Fully disclosing the sources of our funding.
Reserving the right to withdraw from a process if the facilitator has just reason to believe participants are not participating in good faith.
Ensuring that decision-makers within the organization and our projects understand that they cannot use the facilitator to influence the outcome of any of our projects.
Encouraging decision-makers in our projects to use consensus wherever possible and appropriate.
Encouraging the fullest disclosure and exchange of information that may be vital to finding solutions while respecting that participants may choose to place constraints on what is made public and what remains proprietary.
back to top
Commitment to Participants
Disclosure. Participants in The Keystone Center activities have a right to know, in advance, any past and present relationships that could give rise to actual or perceived conflicts of interest.

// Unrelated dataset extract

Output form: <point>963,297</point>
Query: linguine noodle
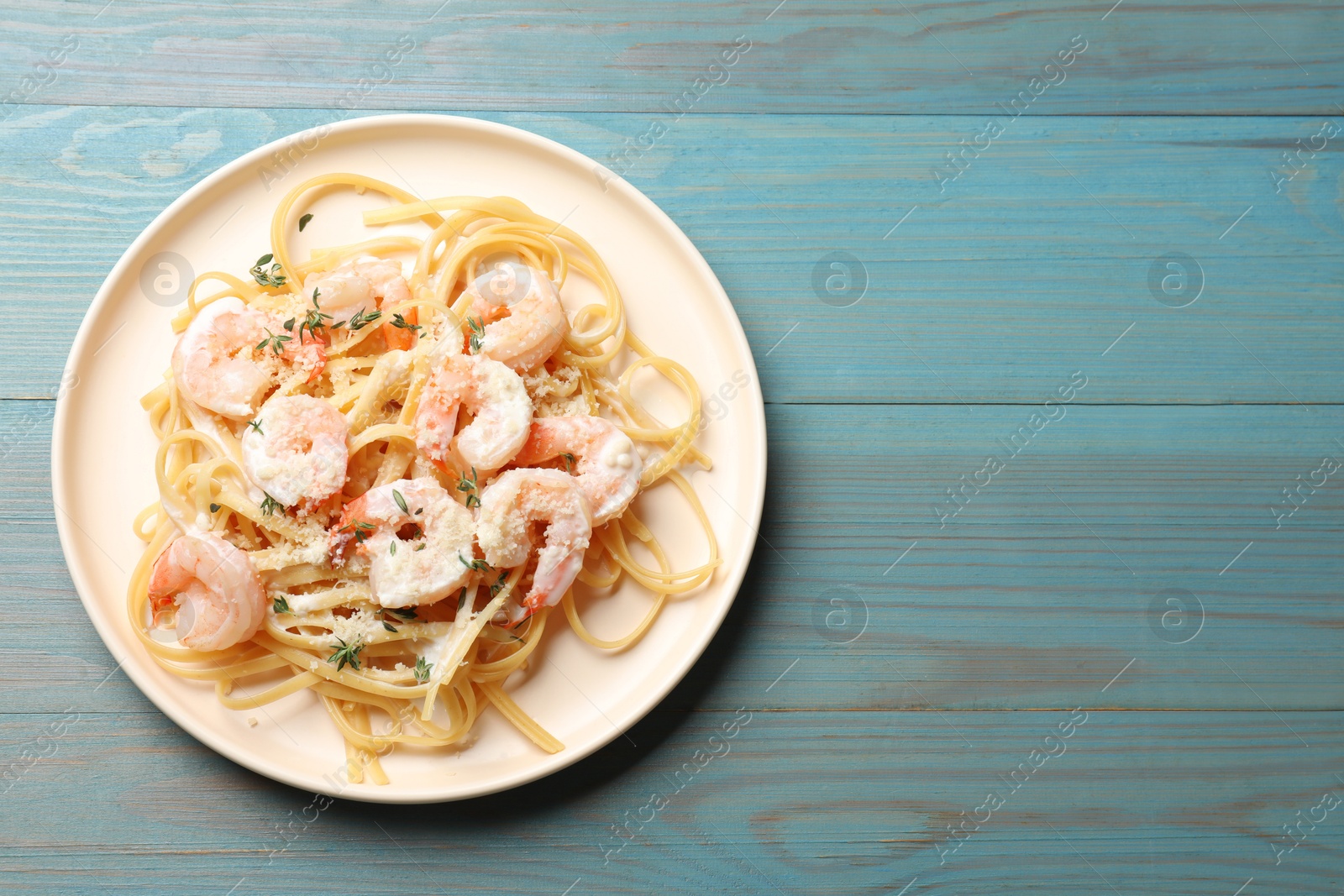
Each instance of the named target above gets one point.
<point>324,631</point>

Goals, Purposes, and Objectives. Participants in The Keystone Center activities have a right to understand what they are about to be involved in before they get involved. As facilitators and technical experts, we have a duty to the individuals and groups we serve to help clarify the reasons for undertaking a project, initiative, or series of meetings, and what can be expected from us.
Role of The Keystone Center Facilitators. Participants in The Keystone Center activities have a right to understand who is responsible for Keystone’s presence in a particular policy issue, how we got involved, and what we will and will not be responsible for doing. We are obligated to explain our role, the auspices under which we have been asked to facilitate or provide technical assistance, and what our processes will entail.
Political Diversity. While it is physically impossible to get everyone who is affected by a decision (including future unborn generations) in the same room at the same time, participants who are potentially impacted by decisions or actions that emerge from The Keystone Center activities have a right to see someone representing their perspective or “voice” even if they themselves are not present. The Keystone Center staff are obligated to assure that the fullest diversity and the widest representation of views and voices possible are present in our process. This must also be balanced with the practicality of finding participants who are open to seeking common ground with those who hold different views.
Uses of Information. Participants in The Keystone Center activities have a right to know what will happen to the information and ideas that are discussed in a Keystone activity meeting or throughout a meeting process. Recognizing that convening or contracting entities may place constraints on what is made public and what is not, facilitators have a duty to clarify to the greatest extent possible how information generated by a group will be used, who owns it, how it will be represented, and by whom.
Decision-making. Participants in The Keystone Center activities have a right to know how decisions will be made before they are made. The Keystone Center Associates have a duty to explain, or help a group collectively decide, at the beginning of a process, how decisions in the group will be made.
Personal Needs and Biases. Participants in The Keystone Center activities have a right to expect a high level of objectivity, self-control, and self-awareness from anyone calling themselves a The Keystone Center employee. Associates and support staff are first and foremost, servants of the good processes and good science we believe is necessary to shape smart policy. We therefore have a duty to subordinate our own personal needs which includes examining, to the greatest extent possible, our own likes, dislikes, predispositions, and cultural biases and, if necessary, disqualifying ourselves from work or respectfully declining it.